Bill Daley Unveils Partial 2017 Tax Returns
Mayoral candidate William Daley made good on his promise to release his income tax information – at least partially. The Daley campaign provided “Chicago Tonight” the cover sheets for his 2017 federal income 1040 form.
They show that Daley paid an effective tax rate of 37 percent on adjusted gross income of just over $2.5 million. He paid the federal government $789,180 on taxable income of nearly $2.2 million. Daley did not include any of the attachments that would provide more details on his earnings and charitable contributions.
But the Daley campaign says he and wife Bernie donated $100,000 to charity last year. Daley, who took leave from his partnership at Argentiere Capital to run for mayor, also earned $50,000 in speaking fees, according to the campaign.
“Chicago Tonight” has requested full tax returns from the past four years from all of the candidates running for Chicago mayor. Last year’s cover sheets are all the Daley campaign plans to disclose, said spokesperson Peter Cunningham.
Daley lists $1.8 million in income from “real estate, royalties, partnerships, S-corporations, trusts, etc.,” but without the attached schedules, it’s unclear how that income is broken down.

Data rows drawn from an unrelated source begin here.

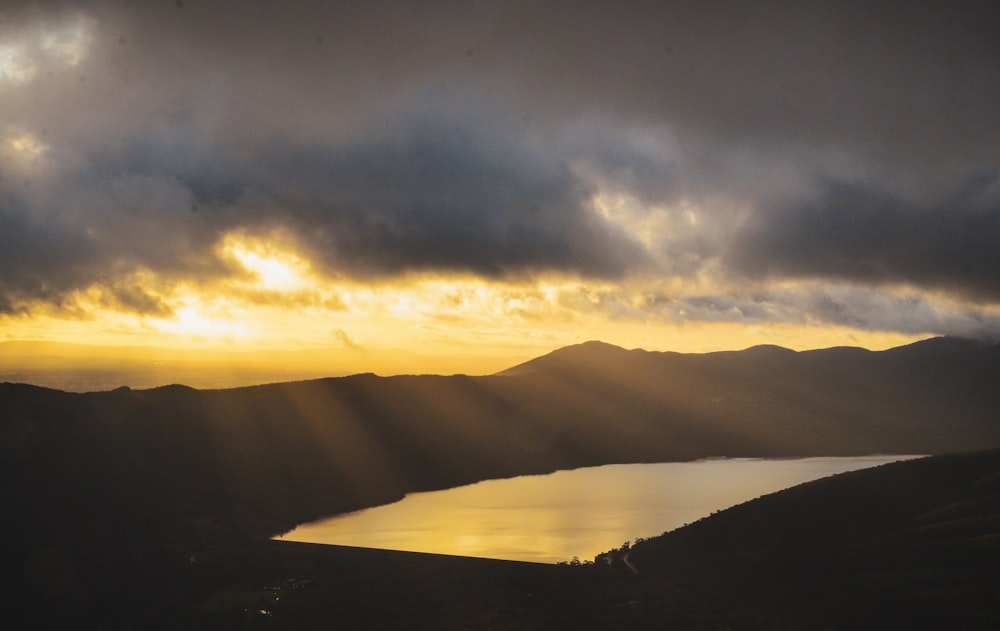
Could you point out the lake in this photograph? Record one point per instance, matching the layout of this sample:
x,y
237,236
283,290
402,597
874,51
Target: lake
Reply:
x,y
580,512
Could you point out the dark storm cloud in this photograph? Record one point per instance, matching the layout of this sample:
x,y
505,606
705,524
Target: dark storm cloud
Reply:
x,y
861,233
428,194
389,137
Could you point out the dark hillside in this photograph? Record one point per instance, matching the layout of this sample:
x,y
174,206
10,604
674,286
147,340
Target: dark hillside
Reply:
x,y
907,545
97,484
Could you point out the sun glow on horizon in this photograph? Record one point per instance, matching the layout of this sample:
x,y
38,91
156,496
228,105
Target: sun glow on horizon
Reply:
x,y
273,299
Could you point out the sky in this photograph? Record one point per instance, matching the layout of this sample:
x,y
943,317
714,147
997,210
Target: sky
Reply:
x,y
495,180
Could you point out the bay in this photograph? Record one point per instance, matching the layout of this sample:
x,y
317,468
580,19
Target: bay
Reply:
x,y
575,513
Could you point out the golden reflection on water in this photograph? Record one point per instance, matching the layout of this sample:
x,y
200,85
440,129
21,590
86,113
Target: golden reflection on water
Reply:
x,y
583,512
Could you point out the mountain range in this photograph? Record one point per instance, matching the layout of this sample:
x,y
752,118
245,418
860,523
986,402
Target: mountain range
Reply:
x,y
97,484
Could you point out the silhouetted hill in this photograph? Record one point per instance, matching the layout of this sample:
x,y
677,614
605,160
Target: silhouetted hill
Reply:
x,y
96,482
906,545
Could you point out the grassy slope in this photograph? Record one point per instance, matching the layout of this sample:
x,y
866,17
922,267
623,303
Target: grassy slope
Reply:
x,y
97,485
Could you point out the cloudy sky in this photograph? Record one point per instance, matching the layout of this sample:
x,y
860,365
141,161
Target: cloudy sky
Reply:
x,y
498,179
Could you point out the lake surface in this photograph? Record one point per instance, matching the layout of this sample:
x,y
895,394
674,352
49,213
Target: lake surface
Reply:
x,y
581,512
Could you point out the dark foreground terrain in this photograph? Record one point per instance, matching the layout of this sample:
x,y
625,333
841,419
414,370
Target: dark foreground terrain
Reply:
x,y
910,545
136,508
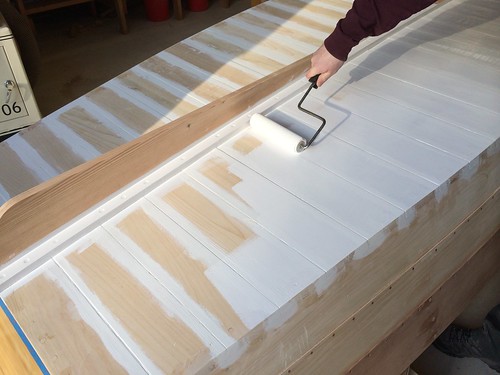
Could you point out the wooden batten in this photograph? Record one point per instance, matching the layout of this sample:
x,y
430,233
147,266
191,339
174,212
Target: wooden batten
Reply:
x,y
372,277
32,215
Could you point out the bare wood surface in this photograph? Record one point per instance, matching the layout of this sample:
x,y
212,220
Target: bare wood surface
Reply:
x,y
434,314
396,306
45,207
15,359
365,275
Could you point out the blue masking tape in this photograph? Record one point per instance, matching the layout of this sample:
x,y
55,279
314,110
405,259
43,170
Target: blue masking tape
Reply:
x,y
24,338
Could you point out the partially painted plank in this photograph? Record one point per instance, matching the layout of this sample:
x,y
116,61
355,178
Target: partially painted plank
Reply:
x,y
64,329
420,99
208,63
260,63
240,242
192,82
443,135
129,113
443,81
396,148
16,176
165,337
329,193
226,304
90,129
276,29
170,105
50,148
313,234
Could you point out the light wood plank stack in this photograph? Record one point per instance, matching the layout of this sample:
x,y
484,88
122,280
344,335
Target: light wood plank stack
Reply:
x,y
231,256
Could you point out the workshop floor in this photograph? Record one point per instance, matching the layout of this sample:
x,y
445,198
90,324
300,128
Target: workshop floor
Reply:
x,y
80,52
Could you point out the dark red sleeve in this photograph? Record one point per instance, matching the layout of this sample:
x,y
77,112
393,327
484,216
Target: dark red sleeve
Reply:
x,y
369,18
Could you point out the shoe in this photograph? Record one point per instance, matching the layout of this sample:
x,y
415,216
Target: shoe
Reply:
x,y
471,343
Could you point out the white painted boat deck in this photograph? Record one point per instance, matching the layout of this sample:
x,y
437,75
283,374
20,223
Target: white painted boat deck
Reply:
x,y
173,271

The Chicago Tribune reports that candidates who have held public positions complied with its request for tax forms, including Dorothy Brown, Toni Preckwinkle, Susana Mendoza, Lori Lightfoot and Paul Vallas; Gery Chico released partial returns from 2014-2017.
Most of those candidates have also given or promised to give the same forms to “Chicago Tonight.”
But others have not committed to any public release of their returns, including Amara Enyia, Jerry Joyce, Garry McCarthy and Willie Wilson.
Vallas has challenged every candidate to release their full tax returns.
“This is no time for a mayor to be veiled in secrecy. Chicagoans need to know that their leader is being honest and open and fully aligned with the voters. It’s not an option. Mayoral candidates need to make their tax returns public or voters should assume that they have some bad things to hide,” Vallas said.